Using Own Algo Container

When using your own containerized algos in a Foundry: Data Cloud Only environment, you drive the backtesting workflow programmatically via REST APIs. This approach gives you complete control over how backtests are executed, allowing you to integrate with your existing testing frameworks and methodologies.

Overview

The backtest workflow in Data Cloud Only foundries consists of four stages:

Fetch - Download historical tick data for your symbols and date range
Reset - Clear environment state from any previous backtest
Replay - Start tick replay, which drives your algo as if in live
Analyze - Collect and analyze results using your own metrics

All stages are controlled via REST API calls, giving you complete flexibility in orchestrating the backtest.

Backtest Workflow

Stage 1: Fetch Historical Tick Data

First, fetch the historical tick data you need for your backtest. Tick history includes both trades and quotes.

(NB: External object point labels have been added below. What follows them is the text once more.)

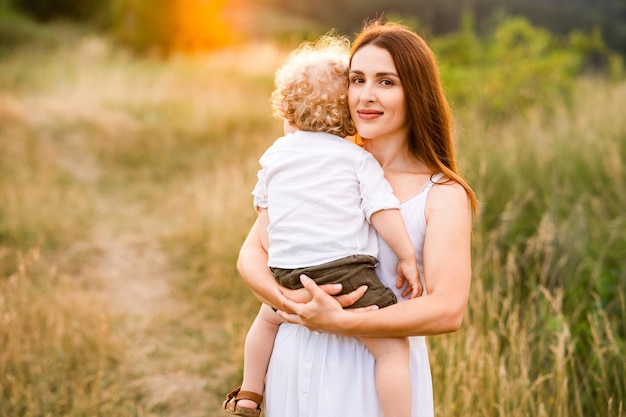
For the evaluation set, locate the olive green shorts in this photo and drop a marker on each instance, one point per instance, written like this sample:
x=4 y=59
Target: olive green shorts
x=351 y=272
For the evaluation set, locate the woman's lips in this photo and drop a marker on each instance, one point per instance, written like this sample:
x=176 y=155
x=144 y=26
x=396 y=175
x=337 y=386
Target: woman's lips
x=369 y=114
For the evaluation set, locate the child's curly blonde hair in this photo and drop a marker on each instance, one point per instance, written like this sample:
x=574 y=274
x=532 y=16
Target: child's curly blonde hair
x=312 y=87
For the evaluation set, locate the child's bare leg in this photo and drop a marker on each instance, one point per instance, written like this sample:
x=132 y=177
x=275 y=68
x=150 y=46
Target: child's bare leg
x=393 y=377
x=257 y=352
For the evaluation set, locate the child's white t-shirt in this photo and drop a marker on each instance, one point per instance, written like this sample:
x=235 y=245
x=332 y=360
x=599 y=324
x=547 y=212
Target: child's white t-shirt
x=320 y=191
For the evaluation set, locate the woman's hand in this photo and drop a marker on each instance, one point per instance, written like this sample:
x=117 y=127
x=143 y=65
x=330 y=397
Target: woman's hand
x=322 y=311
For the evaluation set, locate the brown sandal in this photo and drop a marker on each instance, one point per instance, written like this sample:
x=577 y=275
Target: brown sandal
x=230 y=405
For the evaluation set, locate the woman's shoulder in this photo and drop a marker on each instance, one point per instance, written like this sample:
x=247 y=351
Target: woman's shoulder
x=447 y=195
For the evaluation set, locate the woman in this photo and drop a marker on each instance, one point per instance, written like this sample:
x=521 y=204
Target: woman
x=400 y=112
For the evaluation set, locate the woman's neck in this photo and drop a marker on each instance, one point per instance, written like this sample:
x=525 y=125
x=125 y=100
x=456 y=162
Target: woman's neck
x=394 y=155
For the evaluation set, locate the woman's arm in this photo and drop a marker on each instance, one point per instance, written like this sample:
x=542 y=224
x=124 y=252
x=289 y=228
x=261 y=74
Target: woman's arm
x=252 y=266
x=447 y=271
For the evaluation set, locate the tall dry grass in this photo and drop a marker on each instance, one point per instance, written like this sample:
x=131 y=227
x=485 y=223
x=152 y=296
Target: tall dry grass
x=91 y=137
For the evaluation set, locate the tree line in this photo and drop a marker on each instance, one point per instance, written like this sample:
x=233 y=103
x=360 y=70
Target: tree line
x=438 y=18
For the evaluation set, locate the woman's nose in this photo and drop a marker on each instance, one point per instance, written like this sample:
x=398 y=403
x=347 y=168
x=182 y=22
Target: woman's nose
x=367 y=93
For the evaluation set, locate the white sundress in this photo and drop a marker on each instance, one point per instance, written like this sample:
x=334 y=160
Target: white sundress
x=326 y=375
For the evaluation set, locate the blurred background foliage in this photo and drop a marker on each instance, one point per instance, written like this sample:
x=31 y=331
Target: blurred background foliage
x=526 y=57
x=182 y=24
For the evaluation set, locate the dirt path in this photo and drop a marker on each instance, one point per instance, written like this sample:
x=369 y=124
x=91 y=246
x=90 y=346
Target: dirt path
x=133 y=279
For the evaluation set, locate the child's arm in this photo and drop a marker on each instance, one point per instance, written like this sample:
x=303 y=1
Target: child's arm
x=391 y=227
x=264 y=221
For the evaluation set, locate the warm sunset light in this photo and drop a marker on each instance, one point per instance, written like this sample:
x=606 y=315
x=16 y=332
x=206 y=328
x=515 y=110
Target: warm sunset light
x=204 y=24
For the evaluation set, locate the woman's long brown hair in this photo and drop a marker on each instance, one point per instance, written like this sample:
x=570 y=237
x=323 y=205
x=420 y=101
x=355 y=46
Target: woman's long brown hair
x=428 y=111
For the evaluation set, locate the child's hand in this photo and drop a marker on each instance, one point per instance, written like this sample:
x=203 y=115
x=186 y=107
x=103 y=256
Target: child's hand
x=407 y=271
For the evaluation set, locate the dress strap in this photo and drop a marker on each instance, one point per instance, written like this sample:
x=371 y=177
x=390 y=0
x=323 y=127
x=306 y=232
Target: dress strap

# Fetch tick history for a single day
curl -X POST "http://localhost:8080/datafye-api/v1/backtest/history/ticks/fetch/start?dataset=SIP&date=2024-12-01&symbols=AAPL,MSFT,GOOGL" \
  -H "Content-Type: application/json"

# Response: {"status": null}  # null status means success

Parameters:

dataset - The dataset to fetch (e.g., SIP)
date - The date to fetch (YYYY-MM-DD)
symbols - Comma-separated list of symbols (optional - fetches all if omitted)
numDays - Number of days to fetch (default: 1)
sortByExchangeTs - Sort by exchange timestamp (default: true)
noTrades - Exclude trades, fetch only quotes (default: false)
noQuotes - Exclude quotes, fetch only trades (default: false)

Monitor fetch progress:

# Check if fetch is running
curl "http://localhost:8080/datafye-api/v1/backtest/history/ticks/fetch/status?dataset=SIP"

# Response: {"isRunning": true}  or  {"isRunning": false}

Stop fetch if needed:

curl -X POST "http://localhost:8080/datafye-api/v1/backtest/history/ticks/fetch/stop?dataset=SIP"

Fetch Time: Fetching tick history can take several minutes depending on the number of symbols and data volume. Monitor the status endpoint to know when fetching is complete.

Stage 2: Reset Environment State

Before starting a new backtest, clear out any state from previous runs:

curl -X POST "http://localhost:8080/datafye-api/v1/backtest/state/clear"

This ensures:

All tick buffers are cleared across all datasets
Aggregate data is reset
Your algo starts with a clean slate

Always reset between backtests to avoid contaminating results with state from previous runs.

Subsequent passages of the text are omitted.